If you're in doubt, be sure to ask your carpet cleaner what they're using on your carpet. OSHA requires chemical manufacturers to produce a safety data sheet for each cleaning product they manufacture, and an accredited cleaner will have an SDS for every cleaning product they have. In a nutshell, a safety data sheet or SDS will refer to the composition of the chemical, the hazards it poses and how to administer first aid, if necessary. Most carpet cleaners use a toxic soup that leaves hazardous fumes and residues that can seriously affect your family's health.

Some of the commonly used products contain perchloroethylene, a popular dry-cleaning chemical known to cause nausea, dizziness, and fatigue. The Centers for Disease Control and Prevention (CDC) also warns of possible liver and kidney damage. Naphthalene is another popular solvent used to dissolve dirt accumulated on carpets. It is made from coal tar and is considered dangerous to the human central nervous system and is potentially carcinogenic.

Some of the solvents used for dry carpet cleaning contain butyloxyethanol, which can cause damage to the liver, central nervous system and kidneys.

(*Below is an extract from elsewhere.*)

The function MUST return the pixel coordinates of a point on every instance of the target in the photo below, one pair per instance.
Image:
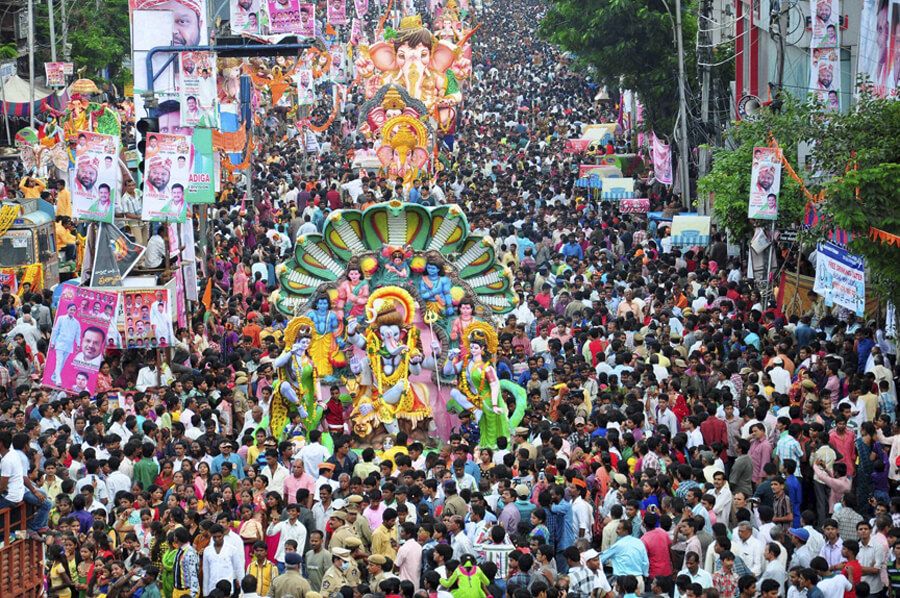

Here's what you need to know about the chemicals used to clean your carpet and help you make the best decision to protect your environment and your carpet. Many traditional carpet cleaning products use toxic chemical ingredients similar to those used by commercial dry cleaners. While you don't need to become a chemical expert to clean carpets, it's definitely good practice to ask a few questions and find out exactly what your carpet cleaning equipment is using and why (if they can't tell you why, that's an immediate warning sign).

I've had several times when I discovered the hard way that a rug didn't react well to a chemical I was using. In addition to answering the main question, we'll look at why it's important to clean carpets, how often you should clean them, and the professional cleaning process. This is because carbonation allows them to use less water, so carpets don't get soaked. However, as dirt builds up over time, it makes it difficult for carpets to keep it out of the air.

To replace traditional carpet detergents, create a non-toxic cleaner combining baking soda, water and Castile soap. It was an unexpected and very serious reaction to the chemical compounds in the cleaning liquid I was using to clean my carpet. When spraying a cleaning solution containing these chemical compounds, toxic and misty particles flow into the air, where they are easy to inhale. Old-fashioned home cleaners, such as baking soda, vinegar and water, or even toothpaste, are being used again.

However, cleaning products with formaldehyde, glycol ethers, ammonia, bleach and chlorine could be ticking bombs for family members and pets. Ask friends or family for recommendations, or at least ask a potential cleaner what type of chemicals they're using. We also follow the current standards set by the Institute for Inspection, Cleaning and Restoration Certification (IICRC) to ensure a safe environment for your children and pets. Even if you use a magnifying glass, you may not find many of these names on the labels of your house cleaners because, as we said, the government doesn't require most of them to appear on the list.